Eles dedicaram a vida ao basquete. São respeitados, campeões e experientes. Hélio Rubens Garcia, 65, e Jorge Guerra, 46, foram jogadores do time de Franca e hoje são técnicos de equipes que jogam a Copa Magazine Luiza, o hexagonal do Campeonato Brasileiro, torneio que indicará os finalistas da temporada. Ambos são exemplos do que a paixão de uma cidade pode produzir a favor de um esporte profissional. Os dois, mais uma vez, se enfrentam hoje no ginásio Poliesportivo, às 19h30, em Franca, dirigindo equipes que lutam pelo título. Depois da derrota de ontem, o Mariner/Unimed tem obrigação de vencer. Rio Claro, de Guerrinha, está invicto.
Quem vencer dá um passo importante rumo à classificação à final do Nacional. Hélio Rubens, campeão nove vezes do Nacional, carrega as glórias de remontar uma equipe vencedora em Franca. Há mais de cinco anos a cidade não chega às finais da competição. Guerrinha, campeão Nacional em 2002, vem surpreendendo. Seu time bateu o Paulistano na fase classificatória em cinco partidas. Veio a Franca e quando poucos acreditavam em suas forças venceu Ribeirão Preto, vice-campeão sul-americano, e o Rio de Janeiro, atual campeão do País. Agora, quer mais.
O confronto é recheado de estrelas: Rogério, Murilo, Vargas, Helinho, Demétrius, Courtney, Atílio, Randal. Mesmo assim, as maiores estarão fora das linhas da quadra. Hélio Rubens e Jorge Guerra se conhecem há décadas. Ambos defenderam o time de Franca, a seleção do Brasil e são conhecidos por formar times capazes e poderosos. Guerrinha foi atleta de Rubens. Era o principal armador da equipe francana que marcou época no começo da década de 90 quando conquistou todos os torneios que disputou.

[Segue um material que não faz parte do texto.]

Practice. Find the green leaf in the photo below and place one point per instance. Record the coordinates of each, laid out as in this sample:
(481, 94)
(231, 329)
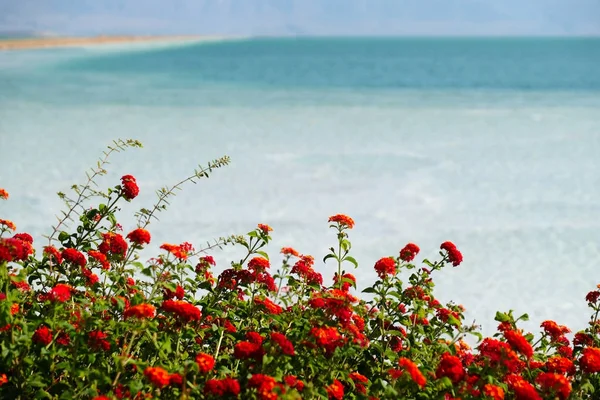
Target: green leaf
(524, 317)
(63, 236)
(264, 254)
(328, 256)
(501, 317)
(352, 260)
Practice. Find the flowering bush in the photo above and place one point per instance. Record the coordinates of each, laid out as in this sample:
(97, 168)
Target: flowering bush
(86, 319)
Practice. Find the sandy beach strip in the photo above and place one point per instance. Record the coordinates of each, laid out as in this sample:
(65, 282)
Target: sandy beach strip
(48, 42)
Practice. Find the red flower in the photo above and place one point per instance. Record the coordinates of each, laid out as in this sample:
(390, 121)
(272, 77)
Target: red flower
(42, 335)
(335, 390)
(130, 189)
(185, 311)
(74, 256)
(454, 256)
(554, 384)
(140, 311)
(385, 266)
(97, 340)
(158, 376)
(15, 249)
(493, 391)
(265, 229)
(139, 236)
(205, 362)
(61, 292)
(175, 379)
(179, 293)
(269, 305)
(179, 251)
(101, 258)
(450, 366)
(53, 254)
(409, 252)
(26, 237)
(410, 367)
(286, 346)
(245, 350)
(582, 339)
(519, 343)
(113, 244)
(293, 382)
(342, 220)
(590, 360)
(560, 365)
(554, 330)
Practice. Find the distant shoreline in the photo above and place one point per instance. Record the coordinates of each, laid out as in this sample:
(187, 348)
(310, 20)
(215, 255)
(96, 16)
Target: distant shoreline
(50, 42)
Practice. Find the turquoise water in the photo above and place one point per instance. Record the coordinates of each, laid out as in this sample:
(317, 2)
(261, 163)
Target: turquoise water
(490, 143)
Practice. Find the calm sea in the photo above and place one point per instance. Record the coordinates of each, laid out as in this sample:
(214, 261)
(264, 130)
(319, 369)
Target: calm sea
(491, 143)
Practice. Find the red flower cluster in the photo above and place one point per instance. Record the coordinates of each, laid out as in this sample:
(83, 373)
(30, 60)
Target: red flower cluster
(140, 311)
(258, 264)
(288, 251)
(264, 386)
(97, 340)
(304, 269)
(407, 365)
(17, 248)
(385, 267)
(286, 346)
(181, 251)
(523, 390)
(590, 360)
(519, 343)
(185, 311)
(342, 220)
(113, 244)
(139, 236)
(450, 366)
(61, 292)
(335, 390)
(178, 293)
(493, 391)
(42, 335)
(158, 376)
(53, 254)
(101, 258)
(409, 252)
(129, 187)
(205, 362)
(454, 256)
(7, 224)
(328, 337)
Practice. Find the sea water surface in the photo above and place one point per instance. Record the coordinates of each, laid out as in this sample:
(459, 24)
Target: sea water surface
(493, 144)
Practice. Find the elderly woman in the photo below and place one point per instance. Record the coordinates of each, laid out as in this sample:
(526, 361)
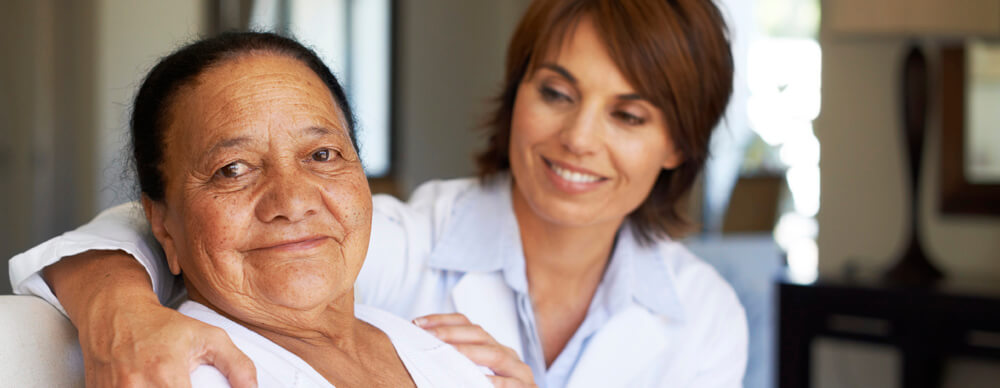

Entre seus momentos inesquecíveis está uma cesta do meio da quadra na Olimpíada de 1988 em Seul atuando pelo Brasil. Hélio Rubens se orgulha de revelar talentos. Foi ele quem lançou na seleção nomes como Anderson Varejão, Leandrinho, Nenê, Tiago Spliter e outros. Ambos são motivadores de grupos. “Os jogadores de sucesso treinam muito e sabem pensar enquanto jogam. Não adianta ter só habilidade e força física. É preciso saber pensar em quadra para não limitar sua capacidade”, disse Guerrinha anos atrás após ser indagado sobre o que um garoto que sonha ser profissional deve fazer.
Para Hélio Rubens, “dirigir uma equipe é mostrar o caminho, estar junto, é fazer um elogio sincero, ter o pensamento no coletivo e não no pessoal. A falta de motivação cria rugas na alma. Devemos estar sempre num processo constante de crescimento. Essa filosofia de vida é que procuro passar para meus atletas, acreditando que evoluindo como pessoa eles renderão muito mais como jogadores”.
São esses dois homens que hoje estarão na quadra do Póli lutando por mais uma vitória de suas equipes no hexagonal.